Berlin (epd). Angesichts eines Rückgangs bei der Zahl der verabreichten Corona-Impfungen haben Mediziner eine neue Debatte über eine Impfflicht zumindest für bestimmte Berufsgruppen angestoßen. „Wir brauchen eine Impfpflicht für das Personal in Kitas und Schulen“, sagte der Mediziner Wolfram Henn, der auch Mitglied im Deutschen Ethikrat ist, der „Rheinischen Post“ (Montag). Lehrkräfte und Kita-Erzieherinnen sollten so vor allem Kinder unter zwölf Jahren schützen, die keine Impfung bekommen können. Zustimmung erhielt er vom Vorsitzenden des Weltärztebundes, Frank Ulrich Montgomery, der dies auch für medizinische Berufe forderte. Die Bundesregierung blieb jedoch bei ihrem Nein zur Impfflicht. Es sei mehrfach betont worden, dass es die nicht geben solle, „und dabei bleibt es“, sagte ein Sprecher des Bundesgesundheitsministeriums am Montag in Berlin.

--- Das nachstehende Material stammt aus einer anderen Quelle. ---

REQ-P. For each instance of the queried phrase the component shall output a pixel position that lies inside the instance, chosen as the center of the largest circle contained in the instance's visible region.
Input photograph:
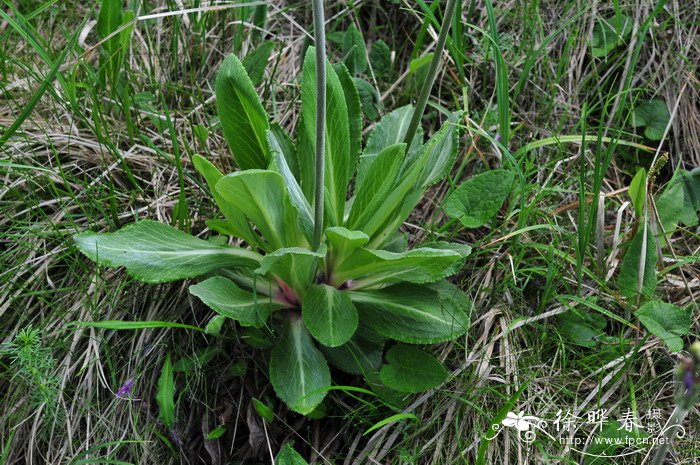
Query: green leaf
(638, 191)
(294, 265)
(422, 265)
(390, 130)
(338, 163)
(380, 58)
(243, 118)
(608, 33)
(225, 298)
(411, 370)
(165, 396)
(263, 410)
(360, 355)
(352, 99)
(671, 207)
(629, 269)
(263, 197)
(255, 62)
(582, 328)
(665, 321)
(236, 222)
(654, 116)
(299, 201)
(343, 240)
(410, 313)
(376, 185)
(329, 315)
(354, 51)
(478, 199)
(298, 371)
(155, 252)
(288, 456)
(371, 104)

Henn begründete seine Forderung mit der Verantwortung der Berufsgruppe: „Wer sich aus freier Berufswahl in eine Gruppe vulnerabler Personen hineinbegibt, trägt eben besondere berufsbezogene Verantwortung“, sagte er. Zwar hätten Kinder selbst ein geringes Risiko, schwer an Covid-19 zu erkranken, „man muss aber weiter damit rechnen, dass sie das Virus in ihre Familien tragen und Menschen aus Risikogruppen infizieren“, sagte Henn, Professor für Humangenetik an der Universität des Saarlandes.
Montgomery sagte den Zeitungen der Funke Mediengruppe (Dienstag), eine berufsbezogene Impfpflicht sei nicht nur im Bildungsbereich sinnvoll. „Auch in der Medizin sollten Ärzte und Schwestern zu ihrem Schutz, zum Schutz der ihnen anbefohlenen Patienten und zum Erhalt der Funktionen geimpft sein, wenn sie regelmäßig mit Covid-Patienten zu tun haben“, erklärte Montgomery. Auf Ablehnung stieß die Forderung dagegen beim SPD-Gesundheitsexperten Karl Lauterbach. „Wir haben immer betont, dass wir keine Impfpflicht einführen werden. Da muss die Politik auch Wort halten.“ Die meisten Erzieherinnen und Erzieher würden sich ohnehin auch so impfen lassen.
Bundesgesundheitsminister Jens Spahn (CDU) schaute am Montag besorgt auf den Rückgang der Zahl der Impfungen. So wenig Erstimpfungen wie am Sonntag habe man zuletzt im Frühjahr gehabt, mit dem Unterschied, dass nun allerdings genug Impfstoff da sei, twitterte er und ergänzte: „Es bleibt dabei: Bitte impfen lassen!“
Nach Angaben des Robert Koch-Instituts (RKI) gab es am Sonntag 66.236 Erst- und 155.484 Zweitimpfungen. Dies war auch für einen Sonntag ein niedriger Wert. Am Sonntag zuvor hatte es mehr als 100.000 Erstimpfungen gegeben. Die zwischenzeitlich mehrfach am Werktagen erreichte Marke von einer Million Impfungen an einem Tag war zuletzt am 30. Juni überschritten worden. Insgesamt nimmt die Zahl der verabreichten Dosen im jeweiligen Wochenvergleich aktuell ab.
Fast 49 Millionen Menschen in Deutschland wurden laut RKI bis einschließlich Sonntag einmal geimpft. Das entspricht einem Bevölkerungsanteil von 58,5 Prozent. Mehr als 35 Millionen Menschen (42,6 Prozent) haben bereits den vollständigen Impfschutz, für den bei den meisten Herstellern zwei Dosen notwendig sind.